Favorite Links

Wednesday, September 18, 2013

HOVID BERHAD - Return To Health


We visited Hovid‟s manufacturing plant in Chemor, Ipoh and were pleasantly surprised over the cleanliness and quality control at its GMP-certified manufacturing facility. During 2008-2011, Hovid had been weighed down by problems associated with Carotech. However, Hovid has already written off its investment in Carotech and has been lifted from PN17 status since January 2012. Hovid is now focusing on its core pharmaceutical business. We derive our fair value of RM0.29 for Hovid based on PER valuation.

Company background. Hovid has its origins dating back to early 1940s when its only product was the Ho Yan Hor herbal tea. In the 1980s, Mr David Ho, a trained pharmacist, led Hovid into mainstream pharmaceutical manufacturing. Hovid listed on the Second Board of Bursa Malaysia in 2005 and subsequently transferred to the Main Board in 2006.

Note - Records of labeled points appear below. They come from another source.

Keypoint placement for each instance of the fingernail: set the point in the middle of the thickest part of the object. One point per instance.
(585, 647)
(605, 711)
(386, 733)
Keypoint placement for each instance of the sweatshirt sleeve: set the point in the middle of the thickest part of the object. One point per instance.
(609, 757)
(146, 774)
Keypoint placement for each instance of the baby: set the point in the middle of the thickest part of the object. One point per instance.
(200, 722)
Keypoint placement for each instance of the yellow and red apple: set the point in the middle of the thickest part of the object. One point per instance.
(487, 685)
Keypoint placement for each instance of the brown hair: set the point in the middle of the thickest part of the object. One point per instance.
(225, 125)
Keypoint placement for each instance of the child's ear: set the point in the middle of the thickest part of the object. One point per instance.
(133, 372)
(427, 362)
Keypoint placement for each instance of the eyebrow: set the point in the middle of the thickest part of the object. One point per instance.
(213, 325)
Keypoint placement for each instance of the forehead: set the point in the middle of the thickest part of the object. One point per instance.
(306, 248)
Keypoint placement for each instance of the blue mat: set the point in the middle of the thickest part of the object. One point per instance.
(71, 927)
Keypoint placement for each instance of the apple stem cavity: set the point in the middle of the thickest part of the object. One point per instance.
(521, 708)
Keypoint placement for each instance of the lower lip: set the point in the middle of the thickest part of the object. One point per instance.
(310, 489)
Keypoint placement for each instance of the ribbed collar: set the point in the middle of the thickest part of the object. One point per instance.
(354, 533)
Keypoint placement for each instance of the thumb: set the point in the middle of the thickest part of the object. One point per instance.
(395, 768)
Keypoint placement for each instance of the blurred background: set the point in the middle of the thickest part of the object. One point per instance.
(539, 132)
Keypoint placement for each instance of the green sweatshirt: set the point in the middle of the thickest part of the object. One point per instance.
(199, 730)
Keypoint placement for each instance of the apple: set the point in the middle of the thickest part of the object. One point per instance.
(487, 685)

Hovid manufactures and markets more than 350 different types of generic drugs, OTCs and dietary supplements to more than 45 countries globally. It prides itself in being the first to introduce Malaysian generic drugs overseas since 30 years ago. The group‟s manufacturing process is conducted under stringent pharmaceutical control which complies with PIC/S

GMP and GLP standards. It has two manufacturing facilities in Chemor and Ipoh, Perak.

Investment merits.

(i) It is currently trading at an undemanding P/E of 9.3x of trailing FY13 basic EPS or 8.4x of FY14F basic EPS as compared to its local profitable peers which are traded in the double-digit P/E;

(ii) It has a relatively strong R&D capabilities among the local pharmaceutical players with more than 20 professionals working on developing new products and special delivery systems. On average, Hovid launches 12 new products annually. Due to its strong R&D and quality control, Hovid‟s ethical drugs are well-received in the market for their efficacy and consistency;

(iii) Hovid has a wide distribution network including to more than 45 countries globally. Locally, Hovid‟s distribution channels cover private GPs, pharmacies, hospitals, Ministry of Health and etc. Globally, Hovid sells primarily to Asia (e.g. Singapore, Cambodia and Hong Kong) and Africa (e.g. Nigeria and Ghana). In particular, Nigeria accounted for RM25.3m sales (+25% y-o-y) in FY12. It is also an approved supplier to UNICEF and UNRWA;

(iv) Hovid‟s growth will be driven by its export markets which are expected to grow in the high teens to 20%. It has more than 200 products registrations that are pending approvals in Asia and Africa; and

(v) With the patent cliff during 2011-12 for blockbuster drugs such as Lipitor (2011) and Plavix (2012) as well as upcoming expiration of popular drugs patents (e.g. Nexium and Cymbalta), it will benefit generic drug producers such as Hovid.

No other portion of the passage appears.